After nine long, lonely years, the New Horizons spacecraft will flutter its camera eyes open next week and beam pictures of the dwarf planet Pluto back to Earth.
 
While these pictures will be stellar, even better ones will continue to appear. But casual space enthusiasts will furrow their brows when they learn the answer to the question of when the pictures will arrive. 
 
The answer: They might not. After the spacecraft’s closest approach to Pluto on July 14, the New Horizons mission will silently continue into the dark of the Kuiper Belt, a field of small, icy planetoids that entombs the interior of the solar system.

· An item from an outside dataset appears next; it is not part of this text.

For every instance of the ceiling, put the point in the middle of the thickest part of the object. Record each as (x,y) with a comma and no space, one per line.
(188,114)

Mission accomplished.
 
Normally, I’d be ecstatic at the prospect of a “mission accomplished,” but right now I feel antsy because the New Horizons mission isn’t the only NASA spacecraft that will slip into the darkness in the next few years.
 
Cassini-Huygens — the impressive hunk of machinery that landed a probe on Saturn’s moon Titan and continues to whirl around the ringed gas giant while snapping pictures — will have spent almost 15 years near the planet before it reaches the end of its second extended mission in 2017. 
 
The seemingly invincible Opportunity rover on Mars was only supposed to be a 90-day mission, but NASA built the little guy so well that it recently finished roving the length of a full marathon on Mars with a record time of approximately 11 years. However, the budget for this little runner is expected to drop to nil in the next few
years. Mission accomplished.
 
The Mars Odyssey and Lunar Reconnaissance Orbiter will soon join the European Space Agency’s Venus Express mission by turning off their computers or crashing into the planets they orbit within the next few years.
 
With all these claims of “mission accomplished,” humanity’s “place in space” suddenly seems woefully diminished. NASA does plan to send an updated Mars rover to the red planet in 2020, and Congress allocated money to start planning a trip to Saturn’s moon Europa (which wouldn’t arrive until after 2030), but the rate at which we’re terminating missions far outnumbers the rate at which we’re sending them to space. 
 
Keep in mind that space is big. It took about nine years of travel time alone for New Horizons to reach Pluto. Closer destinations like Jupiter and Saturn still require several years of spaceflight. In contrast, the time to get to Mars is measured in months, rather than years. When you add up the time it takes to plan, allocate a budget, build, launch and then travel to a new part of our solar system, a decade could fly by. 
 
In a decade, many of us studying at the University of Minnesota right now will be married and have kids who could ask, “Daddy, where did all the spaceships go?”
 
Dreams of landing humans on Mars or living on the International Space Station (which closes in 2020) will start by sending out a constant flow of new missions to work out the kinks in new technologies and stretch the galactic reach of humankind.
 
Keeping pressure on Congress and NASA to continue to explore space shouldn’t start when we realize there aren’t any more missions. It needs to start now.